My attempt: $$ \begin{align} E(\max\{K-X,0\})\\ &=\int_{-\infty}^{\infty}\max\{K-x,0\}f_X(x)dx\\ &=\int_{K}^{\infty}(K-x)f_X(x)dx\\ &=\int_{K}^{\infty}[(K-\mu)-(X-\mu)]f_X(x)dx\\ &=\int_{K}^{\infty}(K-\mu)f_X(x)dx-\int_{K}^{\infty}(x-\mu)f_X(x)dx\\ &=(K-\mu)(1-\Phi(K))-\int_{K}^{\infty}(x-\mu)f_X(x)dx\\ &=(K-\mu)(1-\Phi(K))-\int_{K}^{\infty}(x-\mu)\frac{1}{(2\pi \psi^2)^{1/2}}e^{-\frac{(x-\mu)^2}{2\psi^2}}dx\\ &=(K-\mu)(1-\Phi(K))-\int_{\frac{(K-\mu)^2}{2\psi^2}}^{\infty}\psi^2\frac{1}{(2\pi \psi^2)^{1/2}}e^{-z}dz\\ &=(K-\mu)(1-\Phi(K))+\frac{\psi}{\sqrt{2\pi}}e^{-z}|_{\frac{(K-\mu)^2}{2\psi^2}}^{\infty}\\ &=(K-\mu)(1-\Phi(K))-\frac{\psi}{\sqrt{2\pi}}e^{-\frac{(K-\mu)^2}{2\psi^2}} \end{align} $$ where I have used the change of variables $z=\frac{(x-\mu)^2}{2\psi^2}$.

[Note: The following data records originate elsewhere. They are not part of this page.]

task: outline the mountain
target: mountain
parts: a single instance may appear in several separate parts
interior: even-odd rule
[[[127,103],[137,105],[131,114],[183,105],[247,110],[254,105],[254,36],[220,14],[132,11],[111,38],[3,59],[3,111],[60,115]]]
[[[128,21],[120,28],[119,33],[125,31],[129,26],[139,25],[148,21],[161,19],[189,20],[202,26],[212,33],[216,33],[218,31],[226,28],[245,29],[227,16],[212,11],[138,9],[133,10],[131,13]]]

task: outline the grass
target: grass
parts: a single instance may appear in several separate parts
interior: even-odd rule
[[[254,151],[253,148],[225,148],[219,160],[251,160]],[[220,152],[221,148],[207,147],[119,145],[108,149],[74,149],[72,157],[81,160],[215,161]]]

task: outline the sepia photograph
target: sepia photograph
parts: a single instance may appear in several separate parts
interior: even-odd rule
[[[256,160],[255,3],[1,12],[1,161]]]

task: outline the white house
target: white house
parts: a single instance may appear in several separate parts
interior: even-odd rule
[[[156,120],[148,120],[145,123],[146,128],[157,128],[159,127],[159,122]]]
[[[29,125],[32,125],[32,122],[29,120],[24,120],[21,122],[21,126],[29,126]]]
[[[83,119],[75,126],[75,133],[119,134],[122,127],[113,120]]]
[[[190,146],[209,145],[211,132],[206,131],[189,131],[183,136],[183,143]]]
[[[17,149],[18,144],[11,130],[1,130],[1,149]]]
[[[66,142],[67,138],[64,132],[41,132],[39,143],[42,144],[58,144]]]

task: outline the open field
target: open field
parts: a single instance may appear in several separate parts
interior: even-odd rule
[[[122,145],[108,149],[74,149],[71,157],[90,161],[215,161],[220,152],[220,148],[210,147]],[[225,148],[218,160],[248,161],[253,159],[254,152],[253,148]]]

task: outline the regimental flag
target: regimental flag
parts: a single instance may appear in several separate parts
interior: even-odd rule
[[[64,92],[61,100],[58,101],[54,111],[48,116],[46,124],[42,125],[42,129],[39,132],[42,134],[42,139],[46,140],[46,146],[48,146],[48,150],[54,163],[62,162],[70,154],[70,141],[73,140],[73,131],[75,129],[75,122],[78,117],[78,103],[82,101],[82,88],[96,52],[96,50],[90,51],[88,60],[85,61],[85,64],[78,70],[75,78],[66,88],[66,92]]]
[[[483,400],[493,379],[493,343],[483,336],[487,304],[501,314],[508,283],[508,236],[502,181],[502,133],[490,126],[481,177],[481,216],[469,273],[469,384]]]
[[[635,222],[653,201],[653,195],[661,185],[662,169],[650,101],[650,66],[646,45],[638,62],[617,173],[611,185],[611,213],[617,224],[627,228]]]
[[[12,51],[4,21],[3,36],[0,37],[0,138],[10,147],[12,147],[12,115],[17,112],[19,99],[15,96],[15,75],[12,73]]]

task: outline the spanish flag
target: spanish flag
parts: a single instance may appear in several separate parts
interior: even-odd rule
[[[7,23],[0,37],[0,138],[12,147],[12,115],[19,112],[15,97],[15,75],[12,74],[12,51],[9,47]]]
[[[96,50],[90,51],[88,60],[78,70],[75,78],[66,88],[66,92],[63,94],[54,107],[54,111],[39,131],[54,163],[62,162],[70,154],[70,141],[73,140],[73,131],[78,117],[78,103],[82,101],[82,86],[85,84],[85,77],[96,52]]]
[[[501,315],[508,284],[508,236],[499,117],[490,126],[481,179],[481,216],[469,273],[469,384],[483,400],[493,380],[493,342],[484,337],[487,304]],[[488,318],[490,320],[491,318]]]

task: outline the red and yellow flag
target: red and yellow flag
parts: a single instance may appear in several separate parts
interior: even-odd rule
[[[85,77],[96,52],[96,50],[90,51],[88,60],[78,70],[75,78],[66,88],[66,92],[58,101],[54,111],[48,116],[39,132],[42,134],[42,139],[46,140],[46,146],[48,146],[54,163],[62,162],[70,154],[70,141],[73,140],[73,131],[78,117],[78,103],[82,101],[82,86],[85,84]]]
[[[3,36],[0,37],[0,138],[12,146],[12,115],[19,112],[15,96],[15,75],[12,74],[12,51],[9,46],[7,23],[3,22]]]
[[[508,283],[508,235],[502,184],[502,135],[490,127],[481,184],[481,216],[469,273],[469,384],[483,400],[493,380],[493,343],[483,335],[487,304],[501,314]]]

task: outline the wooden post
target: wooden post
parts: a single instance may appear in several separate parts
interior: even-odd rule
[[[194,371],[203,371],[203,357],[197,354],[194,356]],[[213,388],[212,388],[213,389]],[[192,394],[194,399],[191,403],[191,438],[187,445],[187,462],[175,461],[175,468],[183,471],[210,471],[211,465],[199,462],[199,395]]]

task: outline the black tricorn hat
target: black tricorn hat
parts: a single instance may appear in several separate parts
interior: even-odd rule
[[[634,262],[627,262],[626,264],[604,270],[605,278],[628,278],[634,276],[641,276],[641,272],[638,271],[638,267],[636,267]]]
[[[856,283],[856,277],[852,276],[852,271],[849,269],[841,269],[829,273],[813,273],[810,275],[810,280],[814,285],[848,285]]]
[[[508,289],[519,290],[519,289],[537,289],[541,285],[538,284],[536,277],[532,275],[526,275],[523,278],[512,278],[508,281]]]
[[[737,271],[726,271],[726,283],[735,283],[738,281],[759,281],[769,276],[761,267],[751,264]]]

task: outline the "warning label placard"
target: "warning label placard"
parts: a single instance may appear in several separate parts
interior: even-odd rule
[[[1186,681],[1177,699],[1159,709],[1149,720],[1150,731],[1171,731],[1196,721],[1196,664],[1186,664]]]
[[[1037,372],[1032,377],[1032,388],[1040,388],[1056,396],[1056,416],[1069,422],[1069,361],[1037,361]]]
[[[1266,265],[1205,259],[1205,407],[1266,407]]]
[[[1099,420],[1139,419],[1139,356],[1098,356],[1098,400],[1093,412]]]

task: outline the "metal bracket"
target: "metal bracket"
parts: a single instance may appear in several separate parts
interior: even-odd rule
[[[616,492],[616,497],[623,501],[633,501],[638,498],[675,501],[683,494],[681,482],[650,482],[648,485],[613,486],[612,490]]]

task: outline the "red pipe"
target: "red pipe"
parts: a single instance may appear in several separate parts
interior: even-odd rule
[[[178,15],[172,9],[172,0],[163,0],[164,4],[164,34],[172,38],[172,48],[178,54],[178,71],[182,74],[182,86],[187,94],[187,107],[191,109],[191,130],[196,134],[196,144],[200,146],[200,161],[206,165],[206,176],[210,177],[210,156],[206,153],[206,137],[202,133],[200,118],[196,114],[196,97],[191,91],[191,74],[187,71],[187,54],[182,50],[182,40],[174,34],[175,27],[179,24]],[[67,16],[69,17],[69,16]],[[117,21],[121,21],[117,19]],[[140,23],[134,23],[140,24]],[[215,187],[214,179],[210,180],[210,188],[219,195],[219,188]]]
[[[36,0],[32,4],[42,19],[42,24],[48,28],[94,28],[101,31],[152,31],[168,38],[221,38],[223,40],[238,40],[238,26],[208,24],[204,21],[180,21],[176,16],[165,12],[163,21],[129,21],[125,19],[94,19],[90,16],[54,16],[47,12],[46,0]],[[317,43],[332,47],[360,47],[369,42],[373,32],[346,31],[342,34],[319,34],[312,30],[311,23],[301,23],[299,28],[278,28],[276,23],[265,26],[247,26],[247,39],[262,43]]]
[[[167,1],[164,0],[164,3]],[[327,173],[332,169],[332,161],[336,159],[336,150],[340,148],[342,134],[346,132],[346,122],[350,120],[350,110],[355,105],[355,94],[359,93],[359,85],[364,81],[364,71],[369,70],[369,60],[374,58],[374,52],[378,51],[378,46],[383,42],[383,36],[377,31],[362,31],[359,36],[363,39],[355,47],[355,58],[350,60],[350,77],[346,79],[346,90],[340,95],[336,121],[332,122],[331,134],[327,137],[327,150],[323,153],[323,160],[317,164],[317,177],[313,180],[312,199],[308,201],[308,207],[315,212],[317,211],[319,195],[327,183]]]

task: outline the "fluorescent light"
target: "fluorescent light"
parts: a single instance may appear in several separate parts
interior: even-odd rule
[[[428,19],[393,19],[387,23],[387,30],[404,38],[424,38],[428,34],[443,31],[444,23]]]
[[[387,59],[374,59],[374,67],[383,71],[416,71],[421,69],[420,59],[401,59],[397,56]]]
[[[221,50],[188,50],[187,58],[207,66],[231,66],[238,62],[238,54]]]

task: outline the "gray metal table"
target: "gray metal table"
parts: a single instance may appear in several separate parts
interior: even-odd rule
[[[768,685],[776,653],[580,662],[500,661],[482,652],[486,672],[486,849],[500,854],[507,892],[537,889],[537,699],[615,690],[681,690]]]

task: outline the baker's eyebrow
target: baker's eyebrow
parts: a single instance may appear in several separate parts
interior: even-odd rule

However, when I check my answer numerically, I see that the integral is not correct. Here is working Python code to check:

import numpy as np
from scipy.stats import norm

# simulation parameters for checking answers numerically
trials = 100000
K = 0.25
mu = np.pi/2
psi = 3.0

simulated = np.mean([np.max([K-x, 0])
                     for x in np.random.normal(mu, psi, trials)])
numerical = (K-mu)*(1-norm.cdf(K, mu, psi)) - np.exp(-((K-mu)**2)/(2*psi**2))*psi/np.sqrt(2*np.pi) 
print(simulated)
print(numerical)

This gives:

simulated = 0.6448298784565597

numerical = -1.9713797586737627

What is the issue with my integration?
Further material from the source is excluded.